The issues
With a growing population and shrinking household sizes (fewer people on average living, in each home) England clearly needs more homes. In 2007 200,000 new homes were built - the highest level of housebuilding for the last 18 years. Since the onset of the credit crunch, construction rates have fallen.
Around 21 square miles of countryside, an area larger than Southampton, are lost to development each year. As well as losing countryside, this means correspondingly more traffic and pollution, more climate-changing greenhouse gas emissions, and more pressure on water supplies. Although housebuilding levels have fallen (130,000 homes were built last year), greenfield land continues to be allocated for development to meet the national target of 240,000 homes a year by 2016. The threat remains that developers will 'cherry pick' green fields in preference to brownfield locations because they are easier and more profitable.
Fact: there are over 600,000 more homes than households
Home ownership has been rising for decades, and so has the amount of space we enjoy per person at home. Meanwhile household size has been falling, and so have levels of overcrowding. The height of the housing boom - 2007 - saw more people better housed, and with more housing wealth, than ever before in history. Despite the onset of the credit crunch and fall in house prices, high house prices today remain a real problem for many people on low to moderate incomes who struggle to afford a decent home.
Building more homes won't end house price inflation
During the credit boom, house prices rose throughout the developed world, not just in England, even in countries with lots of land and big increases in housebuilding. We can't build our way out of high house prices.

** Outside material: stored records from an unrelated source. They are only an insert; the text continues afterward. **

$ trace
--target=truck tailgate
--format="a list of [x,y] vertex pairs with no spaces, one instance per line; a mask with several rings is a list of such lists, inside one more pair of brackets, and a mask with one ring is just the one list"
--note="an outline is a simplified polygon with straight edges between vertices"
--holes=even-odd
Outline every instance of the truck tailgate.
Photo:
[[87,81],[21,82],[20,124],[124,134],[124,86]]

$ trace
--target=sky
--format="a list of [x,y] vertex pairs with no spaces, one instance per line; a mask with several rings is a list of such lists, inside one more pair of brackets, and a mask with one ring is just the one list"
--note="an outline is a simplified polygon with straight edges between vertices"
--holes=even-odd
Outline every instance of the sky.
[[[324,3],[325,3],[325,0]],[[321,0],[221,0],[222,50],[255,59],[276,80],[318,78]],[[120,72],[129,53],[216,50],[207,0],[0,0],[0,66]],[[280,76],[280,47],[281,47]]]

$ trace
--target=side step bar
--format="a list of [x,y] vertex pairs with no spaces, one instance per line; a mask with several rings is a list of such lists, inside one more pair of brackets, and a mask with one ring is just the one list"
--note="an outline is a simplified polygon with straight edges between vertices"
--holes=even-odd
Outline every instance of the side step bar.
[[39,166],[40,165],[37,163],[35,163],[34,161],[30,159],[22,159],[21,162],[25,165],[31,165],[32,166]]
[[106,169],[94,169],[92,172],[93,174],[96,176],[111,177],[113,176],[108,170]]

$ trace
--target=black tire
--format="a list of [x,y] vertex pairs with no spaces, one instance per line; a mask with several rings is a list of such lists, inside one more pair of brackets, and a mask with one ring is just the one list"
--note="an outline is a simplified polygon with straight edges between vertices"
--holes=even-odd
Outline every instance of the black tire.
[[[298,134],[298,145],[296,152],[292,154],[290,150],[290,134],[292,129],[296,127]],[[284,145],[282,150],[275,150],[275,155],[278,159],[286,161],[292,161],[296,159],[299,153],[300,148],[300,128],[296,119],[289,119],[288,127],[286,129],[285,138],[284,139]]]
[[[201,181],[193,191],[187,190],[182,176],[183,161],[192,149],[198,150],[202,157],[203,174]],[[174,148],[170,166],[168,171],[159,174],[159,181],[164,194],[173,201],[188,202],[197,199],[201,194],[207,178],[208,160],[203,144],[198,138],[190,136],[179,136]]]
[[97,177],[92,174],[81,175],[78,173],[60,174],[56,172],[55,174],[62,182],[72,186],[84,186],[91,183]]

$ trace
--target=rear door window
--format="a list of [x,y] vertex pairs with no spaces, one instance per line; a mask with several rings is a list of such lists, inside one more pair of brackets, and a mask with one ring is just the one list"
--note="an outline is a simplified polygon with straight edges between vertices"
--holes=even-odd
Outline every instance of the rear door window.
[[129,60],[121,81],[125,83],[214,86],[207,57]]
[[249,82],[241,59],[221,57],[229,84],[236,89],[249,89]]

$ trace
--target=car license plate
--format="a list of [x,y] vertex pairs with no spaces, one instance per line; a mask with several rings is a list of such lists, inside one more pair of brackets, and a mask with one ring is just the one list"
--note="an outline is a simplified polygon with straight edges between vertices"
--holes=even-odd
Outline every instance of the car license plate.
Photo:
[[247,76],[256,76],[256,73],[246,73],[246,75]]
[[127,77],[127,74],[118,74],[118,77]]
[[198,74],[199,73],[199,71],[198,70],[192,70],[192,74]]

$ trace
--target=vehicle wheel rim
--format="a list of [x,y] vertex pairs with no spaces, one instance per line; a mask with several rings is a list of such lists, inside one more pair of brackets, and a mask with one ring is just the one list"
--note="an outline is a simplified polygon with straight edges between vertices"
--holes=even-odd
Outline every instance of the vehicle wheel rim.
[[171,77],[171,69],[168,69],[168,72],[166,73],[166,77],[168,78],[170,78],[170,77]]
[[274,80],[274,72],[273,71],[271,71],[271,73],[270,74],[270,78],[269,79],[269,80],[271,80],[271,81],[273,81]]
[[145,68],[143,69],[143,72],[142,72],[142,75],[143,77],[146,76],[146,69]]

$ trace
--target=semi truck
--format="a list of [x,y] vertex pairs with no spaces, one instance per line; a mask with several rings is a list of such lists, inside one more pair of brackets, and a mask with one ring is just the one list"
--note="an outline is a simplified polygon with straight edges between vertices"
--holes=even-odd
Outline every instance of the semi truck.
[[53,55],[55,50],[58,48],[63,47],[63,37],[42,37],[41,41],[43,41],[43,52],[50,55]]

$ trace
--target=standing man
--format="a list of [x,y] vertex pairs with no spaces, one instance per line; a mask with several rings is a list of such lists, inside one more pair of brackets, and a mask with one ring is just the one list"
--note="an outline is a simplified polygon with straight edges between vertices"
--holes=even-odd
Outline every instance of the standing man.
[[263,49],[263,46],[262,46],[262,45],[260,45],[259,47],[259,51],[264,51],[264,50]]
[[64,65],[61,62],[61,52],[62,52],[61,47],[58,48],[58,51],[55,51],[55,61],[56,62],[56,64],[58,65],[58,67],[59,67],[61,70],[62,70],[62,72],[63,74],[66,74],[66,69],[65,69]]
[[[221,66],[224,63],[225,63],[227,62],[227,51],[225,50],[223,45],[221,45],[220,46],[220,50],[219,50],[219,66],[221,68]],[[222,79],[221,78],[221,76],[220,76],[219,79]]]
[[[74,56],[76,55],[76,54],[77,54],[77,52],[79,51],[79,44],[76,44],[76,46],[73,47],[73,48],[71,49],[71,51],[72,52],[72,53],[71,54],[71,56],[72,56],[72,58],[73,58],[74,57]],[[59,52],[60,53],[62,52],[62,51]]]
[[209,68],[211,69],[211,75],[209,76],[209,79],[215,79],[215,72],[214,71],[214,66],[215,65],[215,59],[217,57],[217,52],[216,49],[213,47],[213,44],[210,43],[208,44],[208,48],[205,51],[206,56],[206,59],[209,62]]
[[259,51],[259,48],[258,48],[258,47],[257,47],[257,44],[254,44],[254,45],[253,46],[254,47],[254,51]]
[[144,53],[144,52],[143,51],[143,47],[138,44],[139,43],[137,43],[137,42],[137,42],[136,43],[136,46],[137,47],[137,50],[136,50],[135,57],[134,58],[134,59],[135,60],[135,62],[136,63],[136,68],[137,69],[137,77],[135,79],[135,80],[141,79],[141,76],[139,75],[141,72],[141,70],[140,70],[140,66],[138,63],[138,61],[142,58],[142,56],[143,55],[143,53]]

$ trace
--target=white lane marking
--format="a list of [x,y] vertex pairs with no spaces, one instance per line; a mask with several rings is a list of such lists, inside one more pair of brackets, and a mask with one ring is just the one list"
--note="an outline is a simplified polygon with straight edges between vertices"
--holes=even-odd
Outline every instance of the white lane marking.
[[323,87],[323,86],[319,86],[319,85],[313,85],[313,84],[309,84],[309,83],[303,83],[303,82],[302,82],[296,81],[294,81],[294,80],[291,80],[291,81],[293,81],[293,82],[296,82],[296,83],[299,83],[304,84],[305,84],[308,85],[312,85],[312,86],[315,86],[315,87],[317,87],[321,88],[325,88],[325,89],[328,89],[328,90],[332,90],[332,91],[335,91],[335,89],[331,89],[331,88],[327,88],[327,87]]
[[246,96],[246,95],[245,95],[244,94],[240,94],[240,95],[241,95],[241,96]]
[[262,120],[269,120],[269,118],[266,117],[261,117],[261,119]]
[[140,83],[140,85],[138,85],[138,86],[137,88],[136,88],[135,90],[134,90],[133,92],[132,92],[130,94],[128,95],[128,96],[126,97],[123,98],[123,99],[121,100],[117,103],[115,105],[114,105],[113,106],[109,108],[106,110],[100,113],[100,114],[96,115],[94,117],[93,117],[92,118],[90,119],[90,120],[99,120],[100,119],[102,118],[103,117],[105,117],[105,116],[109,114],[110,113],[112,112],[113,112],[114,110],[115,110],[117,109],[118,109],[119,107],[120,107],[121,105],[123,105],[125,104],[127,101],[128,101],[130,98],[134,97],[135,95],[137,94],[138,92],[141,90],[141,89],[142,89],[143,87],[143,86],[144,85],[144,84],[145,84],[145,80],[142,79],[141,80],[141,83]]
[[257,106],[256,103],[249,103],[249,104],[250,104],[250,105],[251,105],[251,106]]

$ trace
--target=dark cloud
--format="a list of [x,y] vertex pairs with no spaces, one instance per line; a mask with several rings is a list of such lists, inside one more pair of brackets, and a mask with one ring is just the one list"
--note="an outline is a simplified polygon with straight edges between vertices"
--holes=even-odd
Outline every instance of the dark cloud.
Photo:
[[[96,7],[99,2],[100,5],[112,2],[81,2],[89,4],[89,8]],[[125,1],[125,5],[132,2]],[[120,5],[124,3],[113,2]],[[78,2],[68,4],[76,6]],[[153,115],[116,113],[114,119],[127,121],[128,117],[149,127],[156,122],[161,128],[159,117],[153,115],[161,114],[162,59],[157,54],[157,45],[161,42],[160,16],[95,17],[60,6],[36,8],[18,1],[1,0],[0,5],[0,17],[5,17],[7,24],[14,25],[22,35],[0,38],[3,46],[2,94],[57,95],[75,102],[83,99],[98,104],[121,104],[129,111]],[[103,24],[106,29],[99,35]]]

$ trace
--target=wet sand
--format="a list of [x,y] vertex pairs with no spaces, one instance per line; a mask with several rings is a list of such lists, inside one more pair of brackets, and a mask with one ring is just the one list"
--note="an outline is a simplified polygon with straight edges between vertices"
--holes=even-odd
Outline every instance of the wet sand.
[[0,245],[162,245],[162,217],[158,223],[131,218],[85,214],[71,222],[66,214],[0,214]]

A massive boost in building homes for sale would make little difference to house prices, were such a boost possible. Even a doubling in output would not be enough to prevent house prices rising faster than inflation in the long term,as a review for the Treasury by top economist Kate Barker has shown. But as well as damaging the environment and the countryside, it would impose huge infrastructure costs on the public purse (new homes are often accompanied by new roads, especially if they are built out of town).